I have also tried changing the "connectionName" field without any changes.

Docker compose:

version: '3.1'
services:
  redis:
    image: redis:latest
    restart: always
    container_name: my_cache
    ports:
      - '6379:6379'
    command: redis-server --save 20 1 --loglevel warning --requirepass pirate
    volumes:
      - redis-data:/data
  worker:
    image: worker
    build: ../worker
    environment:
      - REDIS_HOST=local:redis:6379
    ports:
      - "6000:6000"
    links:
      - redis
volumes:
  redis-data:
    driver: local

queue.ts

import Bull from "bull";

export const gameEventQueue = new Bull("game-event", {
    redis: {
        host: 'redis',
        password: "pirate"
    }
});

Bull versions
"bull": "^4.12.2",
"bull-board": "^2.1.3",

i also tried to set ENV in docker compose like this

 worker:
    image: worker
    build: ../worker
    environment:
      - REDIS_HOST=local:redis:6379

And connect like this,

import Bull from "bull";

export const gameEventQueue = new Bull("game-event", {
    redis: {
        host: process.env.REDIS_HOST,
        password: "pirate"
    }
});

But still no Joy. I appreciate all help

2

Answers


  1. Chosen as BEST ANSWER

    My issue was currently that the dockerfile did not run the build steps correctly, so it kept deploying the outdated host to my container, which is why it worked locally


  2. The network name for the Redis container will simply be redis. Here’s a setup to demonstrate.

    🗎 docker-compose.yml

    version: '3.1'
    services:
      redis:
        image: redis:latest
        restart: always
        container_name: cache
        ports:
         - '6379:6379'
        command: redis-server --save 20 1 --loglevel warning --requirepass pirate
        logging:
          driver: "none"
      worker:
        image: worker
        container_name: worker
        build:
          context: .
          dockerfile: Dockerfile
        environment:
          - REDIS_HOST=redis
          - REDIS_PORT=6379
          - REDIS_PASSWORD=pirate
    

    I’m suppressing output from the redis service just to keep things clean. There are three environment variables being passed to the worker service, with the network host and port for the Redis container and the password.
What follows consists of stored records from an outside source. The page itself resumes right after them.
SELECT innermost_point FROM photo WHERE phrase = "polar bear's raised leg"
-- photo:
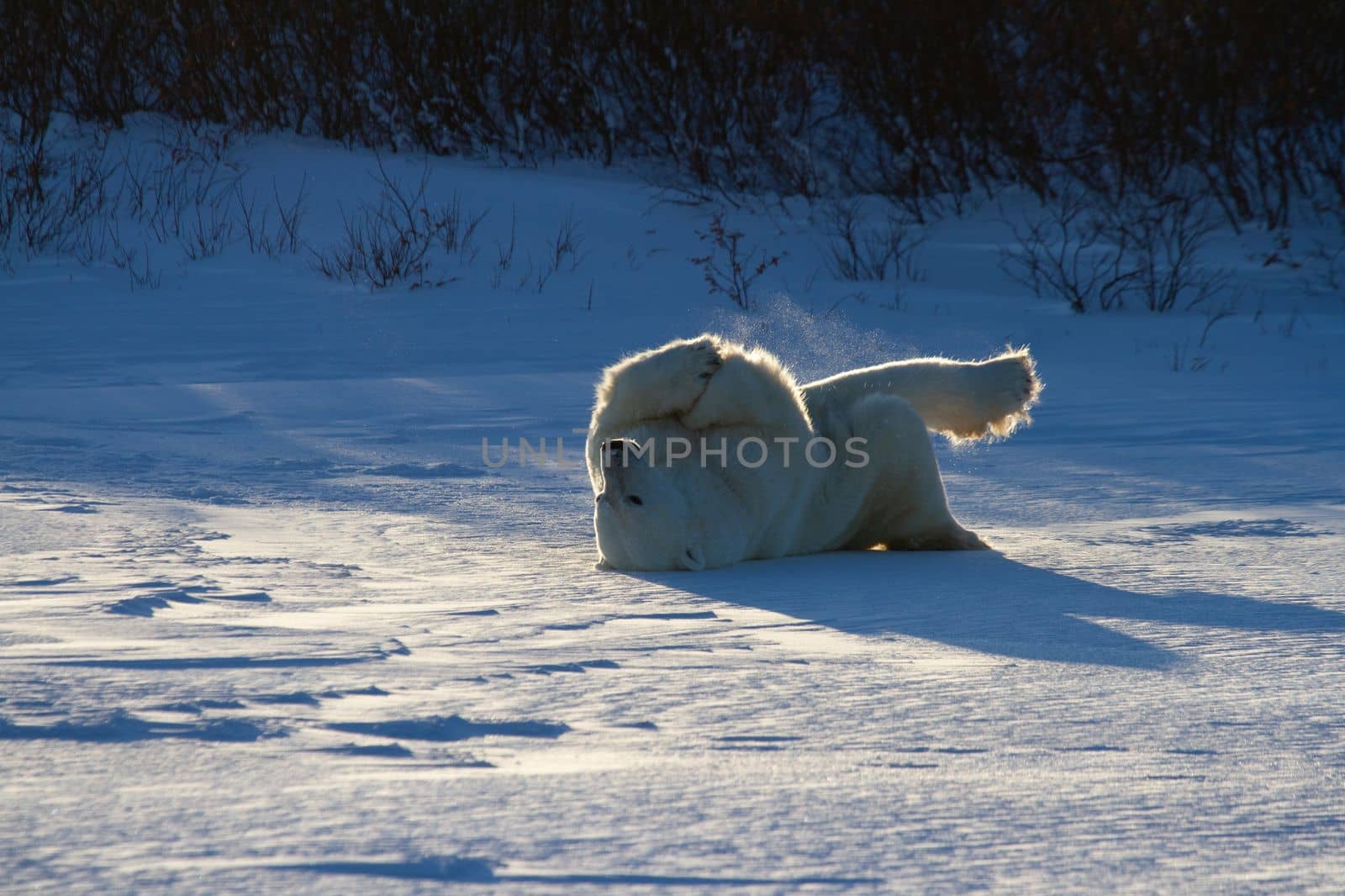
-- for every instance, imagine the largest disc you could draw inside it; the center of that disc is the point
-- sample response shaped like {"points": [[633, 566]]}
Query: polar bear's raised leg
{"points": [[959, 398], [907, 508], [661, 382], [652, 385]]}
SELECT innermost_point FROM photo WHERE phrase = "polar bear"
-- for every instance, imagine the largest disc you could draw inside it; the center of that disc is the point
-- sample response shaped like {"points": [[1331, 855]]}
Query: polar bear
{"points": [[705, 452]]}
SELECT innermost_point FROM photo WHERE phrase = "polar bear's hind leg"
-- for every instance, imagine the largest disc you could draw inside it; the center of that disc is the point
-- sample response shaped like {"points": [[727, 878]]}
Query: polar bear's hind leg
{"points": [[963, 400]]}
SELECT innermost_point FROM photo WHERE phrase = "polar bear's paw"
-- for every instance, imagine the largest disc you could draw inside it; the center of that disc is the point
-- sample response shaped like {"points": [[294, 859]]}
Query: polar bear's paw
{"points": [[1004, 389], [662, 382], [952, 537], [704, 358]]}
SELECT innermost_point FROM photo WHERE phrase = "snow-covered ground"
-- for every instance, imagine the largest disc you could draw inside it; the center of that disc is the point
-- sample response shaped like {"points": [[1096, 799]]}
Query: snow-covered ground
{"points": [[269, 622]]}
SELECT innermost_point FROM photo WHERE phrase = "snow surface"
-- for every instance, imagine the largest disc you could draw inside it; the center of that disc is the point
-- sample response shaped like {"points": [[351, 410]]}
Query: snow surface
{"points": [[268, 622]]}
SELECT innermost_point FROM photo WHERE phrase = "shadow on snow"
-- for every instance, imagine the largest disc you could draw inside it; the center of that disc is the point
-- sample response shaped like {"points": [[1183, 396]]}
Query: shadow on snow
{"points": [[985, 602]]}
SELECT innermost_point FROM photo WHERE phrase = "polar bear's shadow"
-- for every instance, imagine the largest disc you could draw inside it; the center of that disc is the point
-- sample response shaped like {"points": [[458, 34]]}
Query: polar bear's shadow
{"points": [[985, 602]]}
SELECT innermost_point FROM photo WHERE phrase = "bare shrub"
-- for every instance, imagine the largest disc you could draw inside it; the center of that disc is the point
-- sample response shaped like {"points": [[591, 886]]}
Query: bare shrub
{"points": [[389, 241], [730, 268], [1100, 255], [54, 199], [1066, 253], [860, 252], [279, 239], [1165, 241]]}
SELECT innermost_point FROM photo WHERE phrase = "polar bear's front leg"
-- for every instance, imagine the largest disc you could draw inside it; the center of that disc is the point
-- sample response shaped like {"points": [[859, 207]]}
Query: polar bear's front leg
{"points": [[654, 385], [657, 383]]}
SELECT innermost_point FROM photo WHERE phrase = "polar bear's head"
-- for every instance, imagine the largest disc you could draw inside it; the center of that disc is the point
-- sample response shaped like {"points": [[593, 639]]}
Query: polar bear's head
{"points": [[658, 515]]}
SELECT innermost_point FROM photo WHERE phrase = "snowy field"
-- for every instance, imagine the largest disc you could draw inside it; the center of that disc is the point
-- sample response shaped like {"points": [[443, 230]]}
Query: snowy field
{"points": [[271, 623]]}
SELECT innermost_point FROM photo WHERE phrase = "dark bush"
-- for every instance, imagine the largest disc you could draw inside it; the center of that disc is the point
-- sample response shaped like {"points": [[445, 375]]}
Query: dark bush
{"points": [[1239, 103]]}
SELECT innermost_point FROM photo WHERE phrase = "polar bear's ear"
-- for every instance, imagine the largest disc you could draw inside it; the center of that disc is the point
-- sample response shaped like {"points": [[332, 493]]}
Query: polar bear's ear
{"points": [[693, 557]]}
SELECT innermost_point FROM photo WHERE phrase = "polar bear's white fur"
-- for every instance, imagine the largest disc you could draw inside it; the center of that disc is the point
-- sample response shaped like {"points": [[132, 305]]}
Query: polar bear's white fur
{"points": [[699, 454]]}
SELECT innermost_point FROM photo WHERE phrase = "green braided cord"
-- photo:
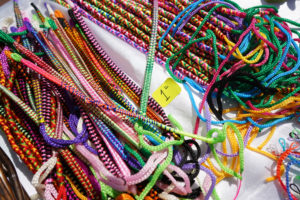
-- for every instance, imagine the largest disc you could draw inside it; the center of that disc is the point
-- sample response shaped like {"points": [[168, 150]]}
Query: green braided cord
{"points": [[157, 174], [241, 151]]}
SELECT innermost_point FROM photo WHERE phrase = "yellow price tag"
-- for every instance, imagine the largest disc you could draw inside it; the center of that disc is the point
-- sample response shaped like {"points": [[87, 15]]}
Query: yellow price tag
{"points": [[166, 92]]}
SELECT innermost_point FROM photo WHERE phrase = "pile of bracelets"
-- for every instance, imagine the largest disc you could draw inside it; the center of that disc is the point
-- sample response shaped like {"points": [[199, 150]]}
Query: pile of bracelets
{"points": [[87, 130]]}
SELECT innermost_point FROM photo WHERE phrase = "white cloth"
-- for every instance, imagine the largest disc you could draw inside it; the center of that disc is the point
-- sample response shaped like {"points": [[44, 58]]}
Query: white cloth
{"points": [[133, 62]]}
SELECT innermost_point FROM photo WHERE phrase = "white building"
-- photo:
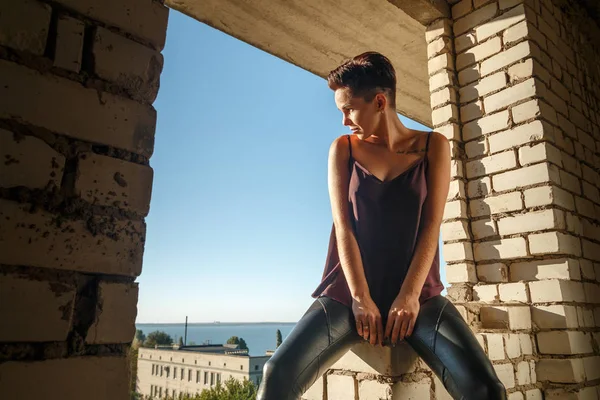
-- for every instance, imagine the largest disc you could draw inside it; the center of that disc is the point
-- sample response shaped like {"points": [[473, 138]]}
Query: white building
{"points": [[171, 371]]}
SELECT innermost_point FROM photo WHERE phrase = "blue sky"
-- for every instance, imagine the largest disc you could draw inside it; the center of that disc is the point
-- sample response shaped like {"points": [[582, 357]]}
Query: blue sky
{"points": [[240, 217]]}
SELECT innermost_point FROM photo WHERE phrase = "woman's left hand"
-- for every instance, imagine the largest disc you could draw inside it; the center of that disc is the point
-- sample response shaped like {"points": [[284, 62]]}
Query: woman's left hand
{"points": [[402, 316]]}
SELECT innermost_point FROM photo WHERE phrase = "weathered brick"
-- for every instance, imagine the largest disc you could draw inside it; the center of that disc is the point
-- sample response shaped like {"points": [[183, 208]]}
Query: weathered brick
{"points": [[510, 95], [127, 63], [492, 272], [513, 292], [483, 228], [491, 164], [24, 25], [458, 251], [471, 111], [35, 310], [560, 370], [486, 293], [488, 124], [500, 23], [554, 316], [506, 317], [532, 221], [29, 162], [458, 273], [522, 134], [41, 239], [480, 52], [562, 268], [484, 86], [496, 204], [67, 378], [475, 18], [69, 43], [540, 152], [112, 182], [479, 187], [556, 290], [564, 342], [500, 249], [101, 118], [538, 173], [549, 195], [142, 18]]}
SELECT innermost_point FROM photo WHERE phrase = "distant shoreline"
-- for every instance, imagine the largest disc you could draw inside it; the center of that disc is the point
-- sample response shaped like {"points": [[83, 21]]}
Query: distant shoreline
{"points": [[216, 323]]}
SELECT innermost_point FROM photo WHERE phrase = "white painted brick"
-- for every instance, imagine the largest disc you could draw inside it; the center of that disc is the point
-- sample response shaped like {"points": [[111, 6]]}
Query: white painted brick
{"points": [[522, 134], [510, 95], [556, 290], [458, 251], [562, 268], [549, 195], [485, 293], [412, 391], [500, 249], [513, 292], [478, 53], [491, 164], [554, 316], [560, 370], [459, 273], [497, 204], [483, 87], [538, 173], [492, 272], [475, 18], [500, 23], [554, 243], [488, 124], [35, 310], [483, 228], [532, 221], [69, 43], [506, 374], [455, 230], [24, 25], [29, 162], [539, 152], [479, 187]]}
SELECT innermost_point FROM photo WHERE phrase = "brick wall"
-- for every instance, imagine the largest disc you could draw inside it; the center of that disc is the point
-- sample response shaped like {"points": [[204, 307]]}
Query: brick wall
{"points": [[77, 82]]}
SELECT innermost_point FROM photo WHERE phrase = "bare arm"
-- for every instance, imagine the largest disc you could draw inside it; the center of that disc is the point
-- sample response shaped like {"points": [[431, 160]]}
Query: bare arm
{"points": [[438, 182], [349, 252]]}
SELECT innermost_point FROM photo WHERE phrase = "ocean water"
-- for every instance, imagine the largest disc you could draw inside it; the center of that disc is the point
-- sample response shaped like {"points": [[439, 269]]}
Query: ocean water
{"points": [[259, 337]]}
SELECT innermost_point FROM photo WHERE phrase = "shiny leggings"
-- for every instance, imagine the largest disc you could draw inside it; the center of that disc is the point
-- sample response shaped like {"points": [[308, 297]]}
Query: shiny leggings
{"points": [[327, 331]]}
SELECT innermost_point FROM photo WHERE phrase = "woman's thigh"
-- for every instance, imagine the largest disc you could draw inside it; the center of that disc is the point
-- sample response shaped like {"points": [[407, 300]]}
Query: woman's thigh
{"points": [[322, 336], [446, 343]]}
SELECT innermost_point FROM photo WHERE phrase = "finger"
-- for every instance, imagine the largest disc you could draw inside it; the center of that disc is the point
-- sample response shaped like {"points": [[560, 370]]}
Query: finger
{"points": [[373, 330], [379, 330]]}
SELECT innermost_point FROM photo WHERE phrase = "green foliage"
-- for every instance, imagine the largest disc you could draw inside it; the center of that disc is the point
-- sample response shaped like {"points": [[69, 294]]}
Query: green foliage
{"points": [[158, 338]]}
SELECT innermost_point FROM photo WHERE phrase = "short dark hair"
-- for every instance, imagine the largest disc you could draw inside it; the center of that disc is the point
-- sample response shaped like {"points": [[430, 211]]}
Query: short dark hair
{"points": [[366, 75]]}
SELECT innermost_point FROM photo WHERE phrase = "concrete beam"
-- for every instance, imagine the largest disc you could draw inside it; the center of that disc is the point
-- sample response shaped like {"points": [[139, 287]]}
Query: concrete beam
{"points": [[317, 35]]}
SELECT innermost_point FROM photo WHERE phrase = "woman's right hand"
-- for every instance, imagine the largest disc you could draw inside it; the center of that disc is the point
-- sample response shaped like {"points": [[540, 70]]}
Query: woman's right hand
{"points": [[368, 320]]}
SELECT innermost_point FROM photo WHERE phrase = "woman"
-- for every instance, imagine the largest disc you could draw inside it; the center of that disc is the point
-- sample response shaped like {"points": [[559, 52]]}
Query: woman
{"points": [[388, 186]]}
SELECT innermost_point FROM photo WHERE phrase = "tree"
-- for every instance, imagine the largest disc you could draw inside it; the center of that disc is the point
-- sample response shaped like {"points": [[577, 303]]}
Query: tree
{"points": [[139, 335], [158, 338]]}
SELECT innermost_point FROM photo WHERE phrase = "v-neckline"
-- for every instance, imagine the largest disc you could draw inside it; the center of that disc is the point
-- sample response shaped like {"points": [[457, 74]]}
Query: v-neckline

    Now a simple Docker image for the worker. The iputils-ping package is just required so that we can run ping in the worker.

    🗎 Dockerfile

    FROM ubuntu:22.04
    
    RUN apt update -q && apt install -q -y redis-tools iputils-ping
    
    COPY worker.sh .
    
    CMD ["bash", "worker.sh"]
    

    Finally a worker script, which is just a simple BASH script that demonstrates connecting to the Redis container. This is what it does:

    1. Uses ping to echo packets off the Redis container.
    2. Uses redis-cli to send the PING command to the Redis server.

    🗎 worker.sh

    #!/bin/bash
    
    echo "Worker starting... done!"
    
    echo "Redis at $REDIS_HOST:$REDIS_PORT."
    
    ping -c 5 $REDIS_HOST
    
    echo "Sending PING to Redis..."
    
    redis-cli -h $REDIS_HOST -p $REDIS_PORT -a $REDIS_PASSWORD PING
    
    echo "Done!"
    
    echo "Worker stopping... done!"
    

    And here’s what that looks like:

    enter image description here

    If you look carefully you’ll see:

    1. Five network pings (immediately after the log message that begins with PING redis. This establishes that the worker container can see the Redis container.
    2. A successful Redis PING command, to which the server responds with a PONG (which is also visible in the logs).